Best Speakeasies in South Dakota!

The right to drink alcohol is one that many Americans take for granted. During Prohibition between 1920 and 1933, the production and sale of alcoholic drinks was illegal. Then, the speakeasy was created—a secretive bar that sold alcohol to the public…but you had to keep quiet about. While Prohibition ended in the mid-1930s, the influence of the speakeasy style is still around. Experience 1920s American culture and a cold drink at one of South Dakota’s best speakeasies!

Blind Lion, Rapid City, SD

The Blind Lion is a legendary bar in downtown Rapid City that has been featured in a number of national and local publications. The speakeasy’s location is officially a secret but can be found with some asking around. But to enter, patrons must also have the password. Once inside, it’s like stepping back into the 1920s. The staff are dressed in 1920s gear and the atmosphere is like a swanky Prohibition club. Patrons are even encouraged to follow a dress code to keep up the old fashioned atmosphere. They serve a variety of drinks and hand crafted cocktails but they’re only open on Fridays and Saturdays so get there while you can!

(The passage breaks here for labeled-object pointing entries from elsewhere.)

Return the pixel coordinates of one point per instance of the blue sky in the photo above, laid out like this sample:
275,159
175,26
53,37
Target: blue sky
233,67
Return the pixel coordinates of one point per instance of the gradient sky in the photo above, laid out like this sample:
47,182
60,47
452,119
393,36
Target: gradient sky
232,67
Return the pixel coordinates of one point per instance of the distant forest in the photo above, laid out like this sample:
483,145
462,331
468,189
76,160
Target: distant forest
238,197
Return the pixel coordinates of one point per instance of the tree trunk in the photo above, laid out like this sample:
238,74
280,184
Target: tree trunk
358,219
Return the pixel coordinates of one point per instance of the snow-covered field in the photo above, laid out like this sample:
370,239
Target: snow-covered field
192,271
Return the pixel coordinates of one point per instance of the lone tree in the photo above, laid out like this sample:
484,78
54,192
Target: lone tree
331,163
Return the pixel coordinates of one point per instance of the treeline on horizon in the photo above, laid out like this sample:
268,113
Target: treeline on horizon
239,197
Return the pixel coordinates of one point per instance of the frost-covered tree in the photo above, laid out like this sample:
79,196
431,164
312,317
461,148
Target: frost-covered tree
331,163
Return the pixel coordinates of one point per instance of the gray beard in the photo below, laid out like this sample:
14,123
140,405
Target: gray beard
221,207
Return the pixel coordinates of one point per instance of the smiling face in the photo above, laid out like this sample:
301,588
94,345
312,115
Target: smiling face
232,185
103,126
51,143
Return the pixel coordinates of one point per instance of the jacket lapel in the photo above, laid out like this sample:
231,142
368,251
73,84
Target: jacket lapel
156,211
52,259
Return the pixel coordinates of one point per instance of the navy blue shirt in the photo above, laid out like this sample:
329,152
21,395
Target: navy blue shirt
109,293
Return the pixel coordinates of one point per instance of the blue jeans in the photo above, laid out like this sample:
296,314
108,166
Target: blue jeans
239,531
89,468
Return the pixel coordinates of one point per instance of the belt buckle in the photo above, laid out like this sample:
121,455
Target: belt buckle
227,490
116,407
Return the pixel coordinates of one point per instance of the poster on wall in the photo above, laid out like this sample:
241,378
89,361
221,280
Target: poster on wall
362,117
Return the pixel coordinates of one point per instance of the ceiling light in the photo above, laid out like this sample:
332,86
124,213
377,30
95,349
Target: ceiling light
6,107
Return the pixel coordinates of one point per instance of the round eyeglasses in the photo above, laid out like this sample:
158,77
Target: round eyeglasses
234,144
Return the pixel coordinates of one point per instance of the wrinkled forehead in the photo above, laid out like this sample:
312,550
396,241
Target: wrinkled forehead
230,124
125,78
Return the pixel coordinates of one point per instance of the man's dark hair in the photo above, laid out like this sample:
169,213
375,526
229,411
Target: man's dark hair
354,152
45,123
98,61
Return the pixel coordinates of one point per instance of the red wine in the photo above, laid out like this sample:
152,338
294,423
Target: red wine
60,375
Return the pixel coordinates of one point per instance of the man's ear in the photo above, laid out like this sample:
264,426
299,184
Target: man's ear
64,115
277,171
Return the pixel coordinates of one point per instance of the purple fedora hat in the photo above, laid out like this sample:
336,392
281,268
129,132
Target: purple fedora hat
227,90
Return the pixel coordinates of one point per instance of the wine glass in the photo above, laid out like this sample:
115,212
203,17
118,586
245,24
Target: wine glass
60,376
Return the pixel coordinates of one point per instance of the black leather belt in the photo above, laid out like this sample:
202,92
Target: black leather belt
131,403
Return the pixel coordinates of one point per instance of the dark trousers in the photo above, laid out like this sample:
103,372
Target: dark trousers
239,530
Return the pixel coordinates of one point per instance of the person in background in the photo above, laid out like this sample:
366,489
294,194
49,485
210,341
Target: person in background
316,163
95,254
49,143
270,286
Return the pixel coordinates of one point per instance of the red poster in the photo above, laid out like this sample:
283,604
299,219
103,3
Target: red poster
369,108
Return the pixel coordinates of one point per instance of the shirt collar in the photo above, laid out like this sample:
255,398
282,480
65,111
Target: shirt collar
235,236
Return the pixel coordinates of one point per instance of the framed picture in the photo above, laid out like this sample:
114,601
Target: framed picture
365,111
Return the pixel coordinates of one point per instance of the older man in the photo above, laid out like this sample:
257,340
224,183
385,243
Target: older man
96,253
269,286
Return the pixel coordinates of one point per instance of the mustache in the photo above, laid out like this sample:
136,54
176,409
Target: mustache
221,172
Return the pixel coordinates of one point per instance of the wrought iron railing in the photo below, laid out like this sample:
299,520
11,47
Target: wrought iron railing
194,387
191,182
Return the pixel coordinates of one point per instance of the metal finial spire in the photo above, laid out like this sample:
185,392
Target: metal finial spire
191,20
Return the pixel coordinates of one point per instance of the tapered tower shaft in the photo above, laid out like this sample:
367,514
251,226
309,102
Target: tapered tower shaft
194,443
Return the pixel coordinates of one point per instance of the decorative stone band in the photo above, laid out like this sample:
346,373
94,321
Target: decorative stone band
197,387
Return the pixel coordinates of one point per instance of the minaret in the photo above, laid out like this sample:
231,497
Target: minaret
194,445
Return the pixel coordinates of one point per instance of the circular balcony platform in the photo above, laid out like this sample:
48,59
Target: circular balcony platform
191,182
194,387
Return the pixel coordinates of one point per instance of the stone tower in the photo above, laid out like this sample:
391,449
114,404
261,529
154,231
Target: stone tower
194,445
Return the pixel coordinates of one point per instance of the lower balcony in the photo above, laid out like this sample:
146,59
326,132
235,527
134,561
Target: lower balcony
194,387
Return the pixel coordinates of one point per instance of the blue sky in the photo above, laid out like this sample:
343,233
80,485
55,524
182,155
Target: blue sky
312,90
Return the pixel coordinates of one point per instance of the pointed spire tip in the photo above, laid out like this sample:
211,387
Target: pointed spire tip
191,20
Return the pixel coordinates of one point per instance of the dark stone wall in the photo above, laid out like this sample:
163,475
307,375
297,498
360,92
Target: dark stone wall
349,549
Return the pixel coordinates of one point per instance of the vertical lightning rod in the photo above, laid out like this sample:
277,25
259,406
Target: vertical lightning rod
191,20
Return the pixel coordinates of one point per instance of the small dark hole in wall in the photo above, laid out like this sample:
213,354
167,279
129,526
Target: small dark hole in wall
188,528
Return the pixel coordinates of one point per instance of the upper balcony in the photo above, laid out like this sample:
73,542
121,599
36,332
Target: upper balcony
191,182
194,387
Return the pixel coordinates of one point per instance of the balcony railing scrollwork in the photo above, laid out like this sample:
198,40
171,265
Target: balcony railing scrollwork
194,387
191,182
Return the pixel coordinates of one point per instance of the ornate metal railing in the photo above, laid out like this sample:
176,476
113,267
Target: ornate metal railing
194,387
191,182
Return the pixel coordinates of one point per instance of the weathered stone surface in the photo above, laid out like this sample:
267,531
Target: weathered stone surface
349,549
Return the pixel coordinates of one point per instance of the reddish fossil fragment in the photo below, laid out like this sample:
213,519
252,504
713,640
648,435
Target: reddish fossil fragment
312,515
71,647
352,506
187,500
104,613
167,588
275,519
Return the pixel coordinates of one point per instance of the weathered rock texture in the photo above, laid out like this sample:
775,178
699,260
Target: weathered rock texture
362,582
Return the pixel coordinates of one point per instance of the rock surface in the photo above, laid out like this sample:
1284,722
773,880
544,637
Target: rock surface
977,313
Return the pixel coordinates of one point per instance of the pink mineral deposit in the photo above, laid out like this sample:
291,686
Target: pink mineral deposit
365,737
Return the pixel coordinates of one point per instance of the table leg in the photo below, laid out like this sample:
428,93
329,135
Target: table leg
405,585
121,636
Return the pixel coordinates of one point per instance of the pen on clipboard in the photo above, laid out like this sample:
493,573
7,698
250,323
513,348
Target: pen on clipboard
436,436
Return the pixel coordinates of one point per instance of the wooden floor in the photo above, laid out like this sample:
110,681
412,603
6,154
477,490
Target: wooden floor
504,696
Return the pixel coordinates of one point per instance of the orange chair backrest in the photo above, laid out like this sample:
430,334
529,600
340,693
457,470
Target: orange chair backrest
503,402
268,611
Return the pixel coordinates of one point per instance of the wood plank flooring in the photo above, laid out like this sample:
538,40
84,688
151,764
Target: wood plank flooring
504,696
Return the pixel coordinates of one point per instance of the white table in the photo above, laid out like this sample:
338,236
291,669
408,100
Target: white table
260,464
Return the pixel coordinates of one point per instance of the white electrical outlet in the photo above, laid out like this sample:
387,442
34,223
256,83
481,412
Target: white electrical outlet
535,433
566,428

Lucky’s Speakeasy, Sioux Falls, SD

Lucky’s bar in downtown Sioux Falls is a top destination for locals to party and drink with a full bar, menu with American cuisine, 10 pool tables, foosball, darts, and over a dozen televisions playing all manner of sports. But hidden in the lively bar’s basement is a low key lounge open on weekend evenings. After grabbing a beer and a bite of bar food from the main level, head to the speakeasy to relax, listen to some tunes, and have a classy cocktail. There’s no better way to spend a night in Sioux Falls than at Lucky’s Speakeasy and bar!

Saloon #10, Deadwood, SD

Famous as the bar in which Wild Bill Hickok was murdered, Saloon #10 has been a part of history in more ways than one. Deadwood has always been a rowdy mining town with drinking and gambling galore. So much in fact that Prohibition was essentially ignored in the town. South Dakota had passed their own laws outlawing the sale of alcohol before the national Prohibition laws went on the books, but it was business as usual in Deadwood. With sawdust covering the floor and wild west memorabilia decorating the walls, diners can look around the famous Saloon #10 and see relics of history from both the towns tough and tumble mining history as well as the Prohibition past. On the second floor of the saloon, the Deadwood Social Club serves up delicious food and cold drinks on a modern and elegant menu.